It may depend on what we mean by “best”.
Epistemic status: I understand very little of anything.
Speculation about potential applications: regulating a logical prediction market, e.g. logical induction; constructing judges or competitors in e.g. alignment by debate; designing communication technology, e.g. to mitigate harms and risks of information warfare.
The slogan “the best ideas float to the top” is often used in social contexts. The saying goes, “in a free market of ideas, the best ideas float to the top”. Of course, it is not intended as a facts statement, as in “we have observed that this is the case”; it is instead a values statement, as in “we would prefer for this to be the case.”.
In this essay, however, we will force an empirical interpretation, just to see what happens. I will provide three ways to consider the density of an idea, or the number assigned to how float-to-the-top an idea is.
In brief, an idea is a sentence, and you can vary the amount of it’s antecedent graph (like in bayesian nets, NARS-like architectures) or function out of which it is printed (like in compression) that you want to consider at a given moment, up to resource allocation. This isn’t an entirely mathematical paper, so don’t worry about WFFs, parsers, etc., which is why i’ll stick with “ideas” instead of “sentences”. I will also be handwaving between "description of some world states" and "belief about how world states relate to eachother".
Suppose you observe wearers of teal hats advocate for policy A, but you don’t know what A is. You’re minding your business in an applebees parking lot when a wearer of magenta hats gets your attention to tell you “A is harmful”. There are two cases:
- Suppose A is “kicking puppies”, (and I don’t mean the wearer of magenta hats is misleadingly compressing A to you, I mean the policy is literally kicking puppies). The inferential gap between you and the magentas can be closed very cheaply, so you’re quickly convinced that A is harmful (unless you believe that kicking puppies is good).
- Suppose A is “fleegan at a rate of flargen”, where fleeganomics is a niche technical subject which nevertheless can be learned by anyone of median education in N units[^1] or less. Suppose also that you know the value of N, but you’re not inclined to invest that much compute in a dumb election, so you either a. take them at their word that A is harmful; b. search the applebees for an authority figure who believes that A is harmful, but believes it more credibly; or c. leave the parking lot without updating in any direction.

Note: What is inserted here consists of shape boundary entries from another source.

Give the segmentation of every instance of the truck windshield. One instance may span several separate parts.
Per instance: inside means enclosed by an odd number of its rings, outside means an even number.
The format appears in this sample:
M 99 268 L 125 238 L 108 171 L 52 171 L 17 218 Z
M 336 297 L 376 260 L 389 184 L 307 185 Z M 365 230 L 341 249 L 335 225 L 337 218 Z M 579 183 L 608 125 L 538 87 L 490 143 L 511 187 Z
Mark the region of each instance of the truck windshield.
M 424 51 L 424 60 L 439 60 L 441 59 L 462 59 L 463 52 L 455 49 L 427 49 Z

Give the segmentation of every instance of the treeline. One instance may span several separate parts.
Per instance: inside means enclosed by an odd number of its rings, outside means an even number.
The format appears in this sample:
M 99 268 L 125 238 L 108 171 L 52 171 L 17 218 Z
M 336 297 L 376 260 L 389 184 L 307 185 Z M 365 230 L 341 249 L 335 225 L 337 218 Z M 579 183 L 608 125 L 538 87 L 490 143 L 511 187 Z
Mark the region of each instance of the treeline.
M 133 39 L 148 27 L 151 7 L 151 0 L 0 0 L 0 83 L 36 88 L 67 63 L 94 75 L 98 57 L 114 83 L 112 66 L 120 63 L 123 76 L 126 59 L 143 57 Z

“That’s easy, c” you respond, blindingly fast. You peel out of there, and the whole affair makes not a dent in your epistemic hygiene. But you left behind many others. Will they be as strong, as wise as you?

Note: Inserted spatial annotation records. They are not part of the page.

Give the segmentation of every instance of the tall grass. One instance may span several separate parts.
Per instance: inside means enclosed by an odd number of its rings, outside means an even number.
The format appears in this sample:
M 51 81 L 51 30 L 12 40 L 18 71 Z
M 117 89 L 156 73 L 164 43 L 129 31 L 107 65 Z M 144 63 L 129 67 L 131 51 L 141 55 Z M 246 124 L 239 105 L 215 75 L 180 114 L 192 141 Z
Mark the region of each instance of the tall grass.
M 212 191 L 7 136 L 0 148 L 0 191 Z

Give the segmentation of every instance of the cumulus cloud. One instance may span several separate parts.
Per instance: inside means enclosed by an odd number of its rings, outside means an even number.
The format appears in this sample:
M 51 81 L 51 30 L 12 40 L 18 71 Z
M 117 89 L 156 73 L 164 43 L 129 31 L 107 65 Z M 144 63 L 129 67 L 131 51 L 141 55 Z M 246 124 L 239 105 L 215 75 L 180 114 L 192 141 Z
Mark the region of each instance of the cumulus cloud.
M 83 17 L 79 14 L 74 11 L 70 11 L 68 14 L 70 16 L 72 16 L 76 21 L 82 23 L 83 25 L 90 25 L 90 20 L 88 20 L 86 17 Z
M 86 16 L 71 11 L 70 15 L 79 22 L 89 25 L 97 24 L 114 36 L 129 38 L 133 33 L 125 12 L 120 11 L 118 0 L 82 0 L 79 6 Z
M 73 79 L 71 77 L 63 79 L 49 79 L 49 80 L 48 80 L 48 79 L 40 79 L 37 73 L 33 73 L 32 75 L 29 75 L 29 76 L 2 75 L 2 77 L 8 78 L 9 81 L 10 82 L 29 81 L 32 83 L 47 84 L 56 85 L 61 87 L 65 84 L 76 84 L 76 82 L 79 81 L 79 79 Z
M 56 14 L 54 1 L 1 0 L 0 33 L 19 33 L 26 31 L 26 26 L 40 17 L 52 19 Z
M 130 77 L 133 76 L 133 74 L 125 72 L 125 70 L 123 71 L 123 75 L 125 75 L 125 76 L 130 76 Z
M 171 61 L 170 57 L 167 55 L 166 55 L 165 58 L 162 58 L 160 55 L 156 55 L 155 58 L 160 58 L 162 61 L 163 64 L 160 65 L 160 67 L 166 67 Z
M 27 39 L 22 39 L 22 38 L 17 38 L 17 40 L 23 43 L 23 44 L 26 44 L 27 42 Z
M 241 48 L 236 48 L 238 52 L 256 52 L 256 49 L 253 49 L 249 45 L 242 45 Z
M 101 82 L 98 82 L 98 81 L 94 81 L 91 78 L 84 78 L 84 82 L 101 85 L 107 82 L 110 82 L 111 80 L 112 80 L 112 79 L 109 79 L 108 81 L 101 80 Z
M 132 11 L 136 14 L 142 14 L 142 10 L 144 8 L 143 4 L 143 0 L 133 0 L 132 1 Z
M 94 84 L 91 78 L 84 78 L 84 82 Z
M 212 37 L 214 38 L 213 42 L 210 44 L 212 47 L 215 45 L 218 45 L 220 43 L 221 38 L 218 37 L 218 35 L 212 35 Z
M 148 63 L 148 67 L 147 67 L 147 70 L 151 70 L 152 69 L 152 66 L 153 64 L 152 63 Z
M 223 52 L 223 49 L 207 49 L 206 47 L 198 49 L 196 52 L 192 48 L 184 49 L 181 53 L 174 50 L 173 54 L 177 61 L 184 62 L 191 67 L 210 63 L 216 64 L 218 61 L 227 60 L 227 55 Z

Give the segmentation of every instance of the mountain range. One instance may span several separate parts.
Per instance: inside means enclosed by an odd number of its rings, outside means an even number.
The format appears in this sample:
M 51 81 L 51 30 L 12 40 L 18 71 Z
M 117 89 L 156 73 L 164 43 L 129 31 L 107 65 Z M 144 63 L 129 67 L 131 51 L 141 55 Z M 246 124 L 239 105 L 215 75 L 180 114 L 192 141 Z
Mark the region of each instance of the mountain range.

“In an information-rich world, the wealth of information means a dearth of something else: a scarcity of whatever it is that information consumes. What information consumes is rather obvious: it consumes the attention of its recipients. Hence a wealth of information creates a poverty of attention and a need to allocate that attention efficiently among the overabundance of information sources that might consume it.”
– Herbert Simon
Let’s call case 1 “constant” and case 2 “linear”. We assume that constant refers to negligible cost, and that linear is in pedagogical length (where pedagogical cost is some measure of the resources needed to acquire some sort of understanding).

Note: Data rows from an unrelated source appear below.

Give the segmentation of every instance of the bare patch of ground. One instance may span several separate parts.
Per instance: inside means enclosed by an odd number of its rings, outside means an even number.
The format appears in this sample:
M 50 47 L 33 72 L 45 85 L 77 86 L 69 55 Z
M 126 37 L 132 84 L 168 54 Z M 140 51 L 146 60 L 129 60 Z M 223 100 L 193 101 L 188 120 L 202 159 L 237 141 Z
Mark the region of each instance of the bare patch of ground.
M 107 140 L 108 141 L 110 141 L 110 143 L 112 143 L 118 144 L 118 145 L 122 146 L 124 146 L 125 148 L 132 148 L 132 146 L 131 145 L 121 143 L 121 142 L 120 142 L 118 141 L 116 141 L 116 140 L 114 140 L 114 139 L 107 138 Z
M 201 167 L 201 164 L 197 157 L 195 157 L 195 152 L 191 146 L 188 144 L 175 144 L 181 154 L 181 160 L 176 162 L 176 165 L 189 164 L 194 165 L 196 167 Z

A regulator, unlike you, isn’t willing to leave anyone behind for evangelists and pundits to prey on. This is the role I’m assuming for this essay. I will ultimately propose a negative attentional tax, in which the constant cases would be penalized to give the linear cases a boost. (It’s like negative income tax, replacing money with attention).
If you could understand fleeganomics in N/100000 bits, would it be worth it to you then?
Let’s force an empirical interpretation of “the best ideas float to the top”
Three possible measures of density:
- the simplest ideas float to the top.
- the truest ideas float to the top.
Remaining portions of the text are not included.